Убранство маленькой комнаты, служившей кельей, было более чем просто: кровать, стол и несколько стульев из окрашенного в черную краску дерева и такой же угольник с киотом, в котором находилось распятие и несколько образов — вот все, что служило мебелью этого уголка красавицы-послушницы. У окна, впрочем, стояли небольшие пяльцы с начатым вышиваньем шерстью.
Мария, видимо, была за работой, когда послушница Серафима принесла ей роковой гостинец. Ящик с этим гостинцем до сих пор стоял на столе, а крышка от него валялась у ног лежавшей. В сколоченном из досок длинном ящике, напоминавшем узенький гробик, именно в таком ящике, в котором в Москве продают яблочную пастилу, что и ввело в заблуждение мать-казначею, набитом деревянными стружками, положена была обнаженная мужская рука, отрубленная до локтя. На безымянном пальце этой руки блестело золотое кольцо с крупным изумрудом.
Игуменья Досифея сделала несколько шагов по направлению к этому столу. Молодая послушница пугливо остановилась у порога.
— Сбегай-ка мне за спиртом да принеси воды, — ровным голосом, в котором не слышалось ни смущения, ни тревоги, обратилась мать Досифея к Серафиме.
Та быстро вышла исполнить приказание.
Игуменья, оставшись одна перед полумертвой, а быть может и мертвой девушкой и роковым присланным ей чьей-то злобной рукой гостинцем — мертвой рукой, казалось, не обращая никакого внимания на первую, подошла к ящику и несколько минут пристально всматривалась в лежавшую в нем руку.

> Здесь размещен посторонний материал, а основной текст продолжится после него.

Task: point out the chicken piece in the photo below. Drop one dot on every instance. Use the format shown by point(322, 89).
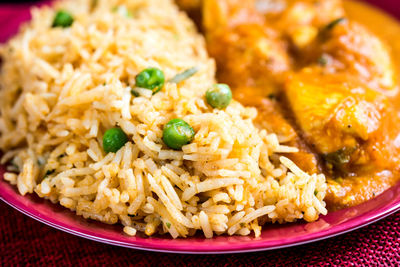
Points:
point(250, 55)
point(344, 121)
point(349, 47)
point(300, 20)
point(223, 14)
point(189, 4)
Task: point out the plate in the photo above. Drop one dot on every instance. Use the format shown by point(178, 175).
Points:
point(272, 237)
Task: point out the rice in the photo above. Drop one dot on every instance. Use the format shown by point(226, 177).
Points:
point(61, 89)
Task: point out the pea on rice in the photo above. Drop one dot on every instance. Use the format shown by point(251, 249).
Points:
point(63, 88)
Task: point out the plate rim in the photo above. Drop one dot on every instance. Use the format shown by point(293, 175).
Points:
point(363, 219)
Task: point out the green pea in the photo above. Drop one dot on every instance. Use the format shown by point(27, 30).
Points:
point(177, 133)
point(151, 78)
point(62, 19)
point(114, 139)
point(219, 96)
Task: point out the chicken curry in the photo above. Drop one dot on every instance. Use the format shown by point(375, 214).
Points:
point(323, 76)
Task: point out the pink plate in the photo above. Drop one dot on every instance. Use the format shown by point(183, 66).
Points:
point(272, 237)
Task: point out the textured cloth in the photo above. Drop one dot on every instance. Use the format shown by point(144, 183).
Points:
point(26, 241)
point(23, 241)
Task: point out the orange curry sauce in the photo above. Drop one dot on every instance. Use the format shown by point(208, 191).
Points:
point(323, 76)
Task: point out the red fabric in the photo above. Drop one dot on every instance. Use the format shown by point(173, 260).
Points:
point(28, 242)
point(24, 241)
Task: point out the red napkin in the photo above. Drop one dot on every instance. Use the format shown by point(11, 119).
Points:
point(24, 241)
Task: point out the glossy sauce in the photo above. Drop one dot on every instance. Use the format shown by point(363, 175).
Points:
point(351, 191)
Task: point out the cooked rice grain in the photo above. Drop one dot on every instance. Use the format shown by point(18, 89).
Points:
point(61, 89)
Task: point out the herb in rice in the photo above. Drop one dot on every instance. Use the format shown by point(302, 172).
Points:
point(62, 88)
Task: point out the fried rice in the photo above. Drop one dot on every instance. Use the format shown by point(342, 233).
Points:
point(62, 88)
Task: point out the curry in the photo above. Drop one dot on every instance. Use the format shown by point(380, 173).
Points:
point(323, 76)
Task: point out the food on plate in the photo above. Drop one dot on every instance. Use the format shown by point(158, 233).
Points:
point(112, 110)
point(322, 81)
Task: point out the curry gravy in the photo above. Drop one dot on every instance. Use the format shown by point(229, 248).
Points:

Рука принадлежала, видимо, молодому человеку, не из простых, на что указывала форма длинных пальцев с изящными, правильными, хотя и посиневшими ногтями.
— Ужели это его рука? — чуть слышно прошептали губы старо монахини. — Бедная, бедная!
При последних словах она вдруг вся встрепенулась, и ее чудны глаза обратились к стоявшему в киоте распятию.
— Господи, прости мое согрешение… Не горевать о несчастной Марии, а радоваться за нее надобно мне… Неисповедимы пути Твои, Господи, Ты, допустивший его принять злую смерть от руки преступницы, уготовил, быть может, ему жизнь вечную, а поразив сердце несчастной рабы твоей Марии, сердце, где гнездилась земная плотская любовь очистил его для полноты любви к Тебе, Предвечный, который Сам весь любовь… Жив ли он или мертв, что в этом… Если Ты уже призвал его, значит, такова воля Твоя… Да исполнится она на небесах и на земле…
Этим возгласом души старой монахини, на мгновенье допустившей себя до мысли с земным оттенком, всецело объяснялось невнимание к лежавшей у ее ног бесчувственной жертве людской злобы. Мать Досифея умолкла, но, видимо, мысленно продолжала свою молитву. Глаза ее были устремлены на Божественного Страдальца, и это лицезрение, конечно, еще более укрепляло в сердце суровой монахини идею духовного наслаждения человека при посылаемых ему небом земных страданиях.
— Слава Тебе, Господи, слава Тебе! — по временам шептали ее губы.
Эту молитву нарушила возвратившаяся послушница.
— Не позвать ли кого на помощь, матушка?.. — робко задала игуменье вопрос Серафима.
— Никого не надо, управимся одни; подними доску и закрой ящик… — сурово сказала мать Досифея.
Молодая послушница на мгновенье как бы окаменела, получив это приказание, и подняла умоляющий взгляд на игуменью. На лице последней она прочла ее обычную строгость.
— Слышишь… — уже повышенным тоном произнесла мать Досифея, как бы угадав трусливое колебание подчиненной.
Дрожащими руками подняла Серафима с полу доску и положила на ящик. Она сделала это с закрытыми глазами, чтобы не видеть его страшного содержимого.